Pat Helland gave the opening keynote at Basho's conference Ricon West, yesterday. The general topic was building distributed systems with enterprise guarantees and web scalability on crap. His argument is that enterprise-grade SLAs with lots of nines can be supported on cheap hardware using a strategy of expect failure and recover quickly.
Helland, formerly having done time on the Bing team and at Amazon, is building a distributed data storage system for Salesforce.com. It's design involves a catalog stored in a relational DB and files stored on clusters of storage servers, a technique Helland calls blobs-by-reference.
The files are stored in fragments distributed across a cluster. There was another concept called an “extent”. I wasn't sure if that meant an aggregation of related fragments or just a bucket to dump them in.
SSDs are used as a new layer of the memory hierarchy. Helland argues for using the cheapest and crappiest available. This entails a couple engineering tweaks. Because SSDs degrade with every operation, the software has to manage read write cycles. To detect data corruption, each fragment is packaged with a CRC error-detecting code.
“By surrounding the data with aggressive error checking, we can be extremely confident of detecting an error and fetching the desired data from one of the other places it has been stored.”
Helland emphasized the importance of immutable data, which goes a long way towards mitigating the inconsistency and race conditions that come with distributed computing. In the proposed storage system, fragments are immutable, which greatly reduces opportunity for the storage nodes to get out of sync with the catalog.

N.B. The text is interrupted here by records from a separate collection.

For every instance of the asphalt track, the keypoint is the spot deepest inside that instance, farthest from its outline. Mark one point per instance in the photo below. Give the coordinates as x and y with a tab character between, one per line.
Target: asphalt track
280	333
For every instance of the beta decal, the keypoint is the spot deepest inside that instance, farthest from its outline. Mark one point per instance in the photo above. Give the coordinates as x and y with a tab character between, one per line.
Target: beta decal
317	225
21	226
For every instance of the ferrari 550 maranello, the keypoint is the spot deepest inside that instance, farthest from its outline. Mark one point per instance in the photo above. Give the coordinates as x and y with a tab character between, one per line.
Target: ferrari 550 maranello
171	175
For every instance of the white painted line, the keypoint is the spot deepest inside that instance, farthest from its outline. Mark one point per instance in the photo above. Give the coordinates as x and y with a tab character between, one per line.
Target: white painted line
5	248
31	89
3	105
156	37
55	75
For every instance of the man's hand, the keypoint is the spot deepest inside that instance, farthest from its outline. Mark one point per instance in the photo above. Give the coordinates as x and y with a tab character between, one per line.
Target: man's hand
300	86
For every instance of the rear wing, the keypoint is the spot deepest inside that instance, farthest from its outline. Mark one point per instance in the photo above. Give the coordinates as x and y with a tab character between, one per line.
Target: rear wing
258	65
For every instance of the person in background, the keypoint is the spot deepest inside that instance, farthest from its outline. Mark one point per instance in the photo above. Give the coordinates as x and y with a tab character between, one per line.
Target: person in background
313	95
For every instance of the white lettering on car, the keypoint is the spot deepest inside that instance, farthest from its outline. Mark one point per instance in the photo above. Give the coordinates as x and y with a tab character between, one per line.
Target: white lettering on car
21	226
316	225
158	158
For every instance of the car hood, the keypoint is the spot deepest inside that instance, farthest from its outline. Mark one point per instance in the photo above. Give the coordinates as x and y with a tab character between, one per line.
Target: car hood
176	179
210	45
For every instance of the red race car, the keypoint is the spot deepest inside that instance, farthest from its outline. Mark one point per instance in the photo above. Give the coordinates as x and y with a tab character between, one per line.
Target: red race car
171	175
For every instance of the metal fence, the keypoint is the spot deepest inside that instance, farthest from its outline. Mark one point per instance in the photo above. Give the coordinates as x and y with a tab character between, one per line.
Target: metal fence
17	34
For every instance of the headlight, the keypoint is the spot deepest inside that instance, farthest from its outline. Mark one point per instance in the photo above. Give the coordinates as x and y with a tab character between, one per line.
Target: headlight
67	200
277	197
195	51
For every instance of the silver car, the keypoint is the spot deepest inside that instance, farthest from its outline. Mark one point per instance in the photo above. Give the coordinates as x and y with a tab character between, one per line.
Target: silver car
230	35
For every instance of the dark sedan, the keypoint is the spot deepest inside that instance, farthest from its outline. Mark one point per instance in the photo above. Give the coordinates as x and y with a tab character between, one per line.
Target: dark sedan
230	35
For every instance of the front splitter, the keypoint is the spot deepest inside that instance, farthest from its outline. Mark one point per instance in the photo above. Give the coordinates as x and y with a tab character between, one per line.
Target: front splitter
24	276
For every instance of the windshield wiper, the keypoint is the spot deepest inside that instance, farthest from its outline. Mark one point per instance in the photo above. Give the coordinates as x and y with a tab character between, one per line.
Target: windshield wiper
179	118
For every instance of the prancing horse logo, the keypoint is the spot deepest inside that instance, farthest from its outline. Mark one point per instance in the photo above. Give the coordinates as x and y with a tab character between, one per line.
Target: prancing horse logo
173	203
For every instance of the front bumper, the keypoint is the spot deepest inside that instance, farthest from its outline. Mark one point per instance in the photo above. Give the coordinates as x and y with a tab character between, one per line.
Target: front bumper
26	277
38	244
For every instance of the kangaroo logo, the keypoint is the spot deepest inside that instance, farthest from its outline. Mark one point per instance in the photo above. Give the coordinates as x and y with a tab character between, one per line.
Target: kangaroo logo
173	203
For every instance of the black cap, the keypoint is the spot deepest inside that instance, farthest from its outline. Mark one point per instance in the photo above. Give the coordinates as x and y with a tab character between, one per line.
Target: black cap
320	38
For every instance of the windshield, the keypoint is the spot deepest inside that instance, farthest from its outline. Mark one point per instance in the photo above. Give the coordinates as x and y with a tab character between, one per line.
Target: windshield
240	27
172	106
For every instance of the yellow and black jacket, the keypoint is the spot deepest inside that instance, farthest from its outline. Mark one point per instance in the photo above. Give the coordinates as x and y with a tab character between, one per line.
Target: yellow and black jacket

Aside from this talk, Ricon is loaded with good content including a talk by Jeff Dean coming up this afternoon. Send me next year!
More
- The event was live streamed, so I'm guessing a video is forthcoming. (Ricon West Live)
- For now, there's a video of Helland's talk at the same event in 2012 Immutability Changes Everything.
- Helland spoke on Condos and Clouds at LinkedIn.
- See the Register's writeup of the talk. “Salesforce's data-center design: Oracle sits at the core, but after that things get ugly - and cheap!”
- Life beyond Distributed Transactions: an Apostate’s Opinion a 2012 position paper by Helland
- There's Just No Getting around It: You're Building a Distributed System by Mark Cavage writing for ACM Queue.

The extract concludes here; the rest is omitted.